North-West University: Machine and deep learning are a MUST at the North-West University
Our world is speeding up, and never in human existence have we been able to search as fast, travel as far or delve as deep. The last century alone has seen a meteoric increase in the accumulation of data and we are able to store unfathomable quantities of information to help us solve problems known and unknown. At some point the ability to optimally utilise these vast amounts of data will be beyond our reach, but not beyond that of the tools we have made. At the North-West University (NWU), Professor Marelie Davel, director of the research group MUST Deep Learning, and her team are ensuring that our ever-growing data repositories will continue to benefit society.
The team’s focus on machine learning and, specifically, deep learning, is creating magic to the untrained eye. Here is why.
“Machine learning is a catch-all term for systems that learn in an automated way from their environment. These systems are not programmed with the steps to solve a specific task, but they are programmed to know how to ‘learn’ from data. In the process, the system uncovers the underlying patterns in the data and comes up with its own steps to solve the specific task,” explains Professor Davel.
According to her, machine learning is becoming increasingly important as more and more practical tasks are being solved by machine learning systems: “From weather prediction to drug discovery to self-driving cars. Behind the scenes we see that many of the institutions we interact with, like banks, supermarket chains and hospitals, all nowadays incorporate machine learning in aspects of their business. Machine learning makes everyday tools – from internet searches to every smartphone photo we take – work better.”
The NWU and MUST go a step beyond this by doing research on deep learning. “This is a field of machine learning that was originally inspired by the idea of artificial neural networks, which were simple models of how neurons were thought to interact in the human brain. This was conceived in the early forties! Modern networks have come a long way since then, with increasingly complex architectures creating large, layered models that are particularly effective at solving ‘human-like’ tasks, such as processing speech and language, or identifying what is happening in images.”
She explains that, although these models are very well utilised, there are still surprisingly many open questions about how they work and when they fail.

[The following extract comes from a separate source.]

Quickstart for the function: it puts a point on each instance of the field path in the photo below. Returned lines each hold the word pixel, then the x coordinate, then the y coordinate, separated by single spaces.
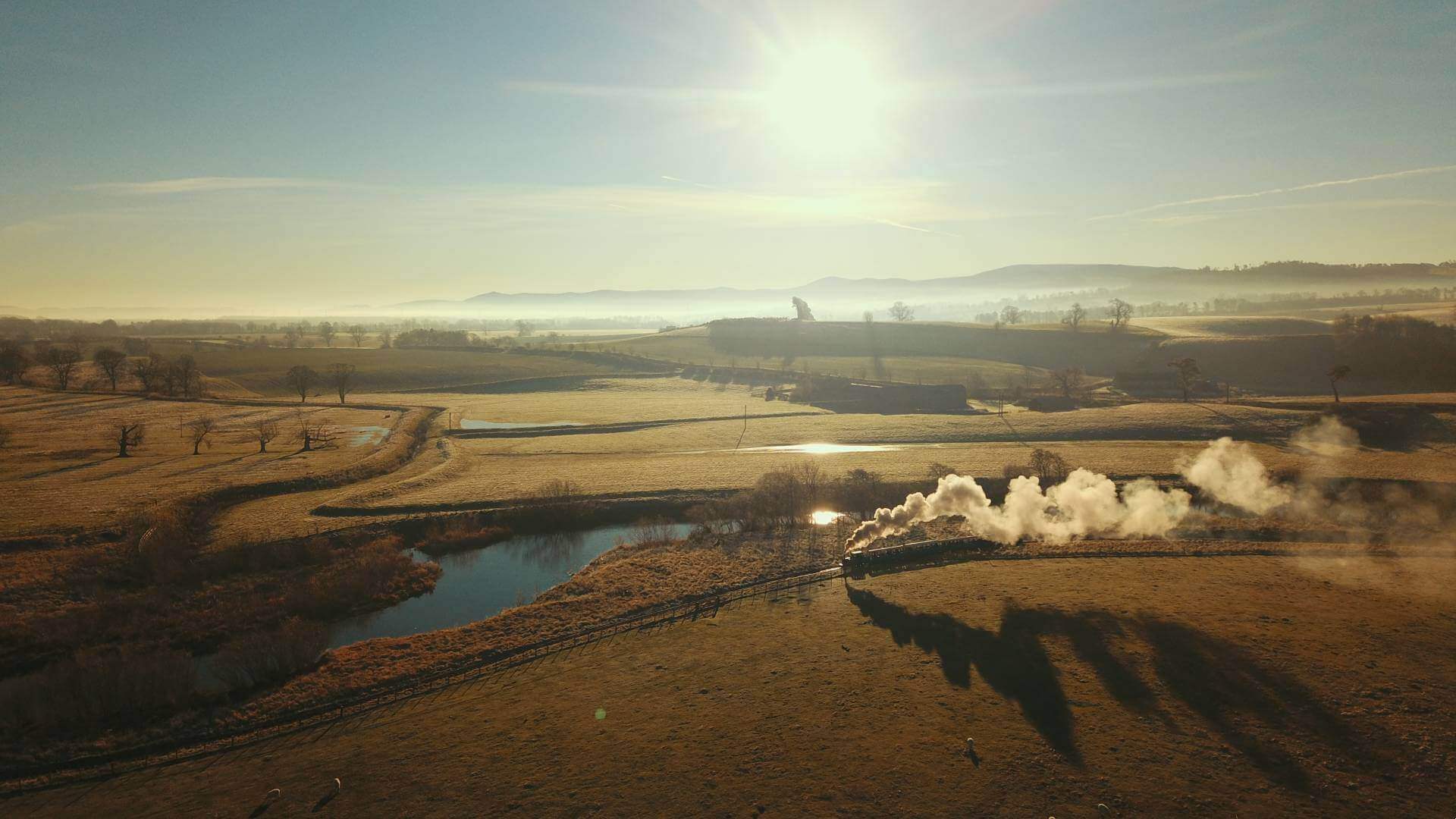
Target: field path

“We work on some of these open questions, specifically on how the networks perform when they are presented with novel situations that did not form part of their training environment. We are also studying the reasons behind the decisions the networks make. This is important in order to determine whether the steps these models use to solve tasks are indeed fair and unbiased, and sometimes it can help to uncover new knowledge about the world around us. An example is identifying new ways to diagnose and understand a disease.”
The uses of this technology are nearly boundless and will continue to grow, and that is why Professor Davel encourages up-and-coming researchers to consider focusing their expertise in this field.
“By looking inside these tools, we aim to be better users of the tools as well. We typically apply the tools with industry partners, rather than on our own. Speech processing for call centres, traffic prediction, art authentication, space weather prediction, even airfoil design. We have worked in quite diverse fields, but all applications build on the availability of large, complex data sets that we then carefully model. This is a very fast-moving field internationally. There really is a digital revolution that is sweeping across every industry one can think of, and machine learning is a critical part of it. The combination of practical importance and technical challenge makes this an extremely satisfying field to work in.”
She confesses that, while some of the ideas of MUST’s collaborators may sound far-fetched at first, the team has repeatedly found that if the data is there, it is possible to build a tool to use it.
One can envision a future where human tasks such as speech recognition and interaction have been so well mimicked by these machines, that they are indistinguishable from their human counterparts. The famed science fiction writer Arthur C Clarke once remarked that any sufficiently advanced technology is indistinguishable from magic. At the NWU, MUST is doing their part in bringing this magic to life.